Friday, March 31, 2017

Lecture 6: deep learning; intro to part of speech tagging

Recurrent Neural Networks and Long-Short Term Memory networks. Practical session on character-based LSTMs with Keras. Introduction to part-of-speech tagging.

Monday, March 27, 2017

Lecture 5: practical session on Keras; more on NNs for NLP; word embeddings

Practical session on Keras. More on NNs for NLP: hierarchical softmax; negative sampling. Vector representations. Word2vec. Word embeddings and their properties.

Friday, March 17, 2017

Lecture 4: language modeling (2); neural networks and NLP

We discussed perplexity and its close relationship with entropy, we introduced smoothing and interpolation techniques to deal with the issue of data sparsity. Practical session on language modeling with Python and the Berkeley LM toolkit.

Friday, March 10, 2017

Lecture 3: morphological analysis: practical session; homework 1; language modeling (1)

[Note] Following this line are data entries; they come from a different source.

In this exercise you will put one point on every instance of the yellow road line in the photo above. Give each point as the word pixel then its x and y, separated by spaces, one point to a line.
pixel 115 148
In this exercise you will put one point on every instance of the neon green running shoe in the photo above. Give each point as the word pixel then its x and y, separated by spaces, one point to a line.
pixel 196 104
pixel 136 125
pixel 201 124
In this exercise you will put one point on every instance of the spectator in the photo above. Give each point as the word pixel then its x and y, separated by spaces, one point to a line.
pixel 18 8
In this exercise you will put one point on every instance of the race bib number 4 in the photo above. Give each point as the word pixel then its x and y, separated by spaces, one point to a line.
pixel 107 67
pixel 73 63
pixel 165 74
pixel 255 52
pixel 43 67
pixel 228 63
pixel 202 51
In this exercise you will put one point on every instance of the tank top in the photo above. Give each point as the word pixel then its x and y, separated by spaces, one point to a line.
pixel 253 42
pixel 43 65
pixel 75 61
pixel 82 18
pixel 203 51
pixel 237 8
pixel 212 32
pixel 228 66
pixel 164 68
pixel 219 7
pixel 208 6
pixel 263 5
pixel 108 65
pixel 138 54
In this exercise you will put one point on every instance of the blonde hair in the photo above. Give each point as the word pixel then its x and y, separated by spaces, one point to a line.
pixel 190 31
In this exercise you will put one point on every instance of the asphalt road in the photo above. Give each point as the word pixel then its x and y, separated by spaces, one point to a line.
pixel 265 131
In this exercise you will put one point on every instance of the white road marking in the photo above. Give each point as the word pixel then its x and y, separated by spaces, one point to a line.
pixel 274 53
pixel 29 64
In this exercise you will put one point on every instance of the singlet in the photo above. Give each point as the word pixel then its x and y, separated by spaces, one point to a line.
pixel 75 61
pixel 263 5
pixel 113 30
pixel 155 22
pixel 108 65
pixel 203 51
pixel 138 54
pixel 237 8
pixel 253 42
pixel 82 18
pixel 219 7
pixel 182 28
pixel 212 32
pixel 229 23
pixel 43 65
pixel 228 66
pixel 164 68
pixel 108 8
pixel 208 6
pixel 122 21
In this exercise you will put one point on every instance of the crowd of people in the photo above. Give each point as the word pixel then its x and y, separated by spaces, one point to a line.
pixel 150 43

We had a practical session on morphological analysis in Python and Java. We reviewed basic probability concepts. introduced N-gram models (unigrams, bigrams, trigrams), together with their probability modeling and issues.

We also discussed homework 1 (see post on the class group).

Friday, March 3, 2017

Lecture 2: intro (2); morphological analysis

We introduced words and morphemes. Before delving into morphology and morphological analysis, we introduced regular expressions as a powerful tool to deal with different forms of a word. We then introduced recent work on morphological analysis based on machine learning: unsupervised (Morfessor) and supervised (based on CRFs).